Michael Hallam recently completed a Bachelor of Mathematical Sciences (Advanced) at Adelaide University, majoring in pure mathematics. In 2016 he will begin a Master of Philosophy at Adelaide University, studying Seiberg-Witten invariants and their applications. He has not always been interested in maths – in fact he resented being forced to slog through pages and pages of boring, repetitive calculations in primary school maths class. It wasn’t until reaching year 12 in high school that he began to appreciate the beauty and elegance of mathematics, and ever since then he has been hooked on learning new maths and challenging himself to understand unfamiliar concepts. Michael’s interests are in pure maths – particularly topology and analysis, but pretty much anything pure can grab his attention. He is excited to begin researching and aspires to a long and fruitful career in mathematics.
Internal Hom-Objects In The Category Of Topological Spaces
The areas of research are category theory and topology.
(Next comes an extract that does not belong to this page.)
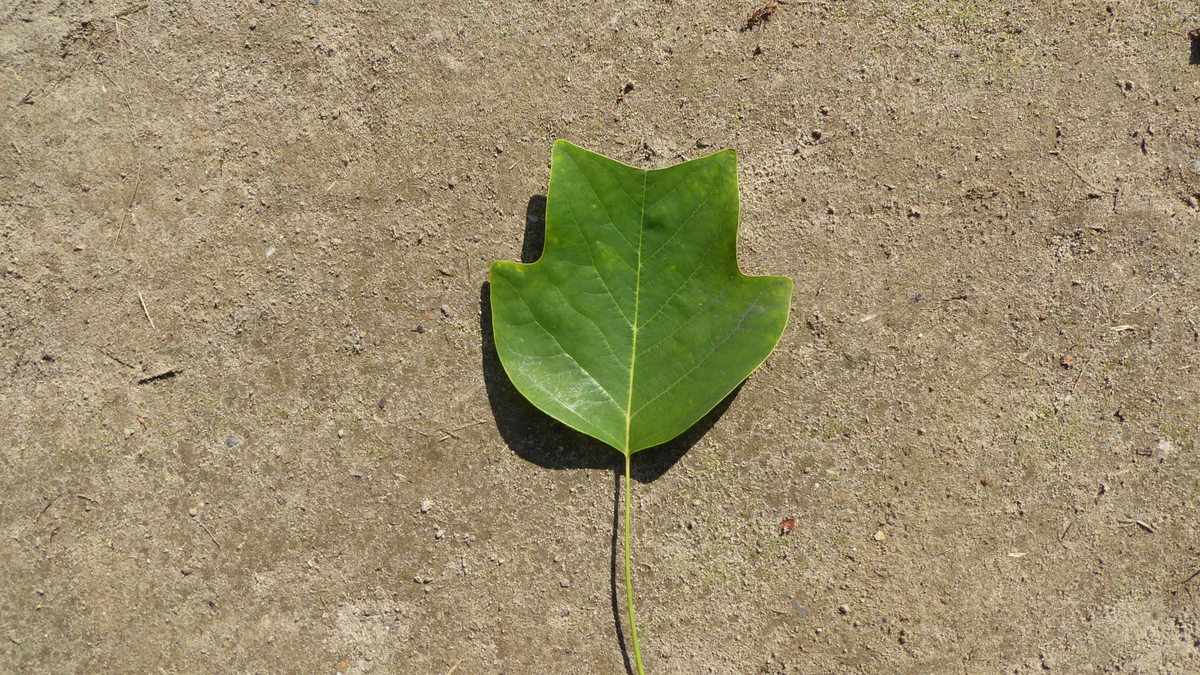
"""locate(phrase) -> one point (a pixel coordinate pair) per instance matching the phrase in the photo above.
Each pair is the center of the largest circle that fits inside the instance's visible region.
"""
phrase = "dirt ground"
(983, 413)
It is known that internal hom-objects can fail to exist in the category of topological spaces. After reading and understanding the relevant theory behind this, the main goal of the project is to develop a series of examples which illustrate this phenomenon, and in particular to classify the different ways in which this failure can occur. A secondary research goal of the project is to understand how the notion of compactness arises naturally from the internal hom-object problem for topological spaces.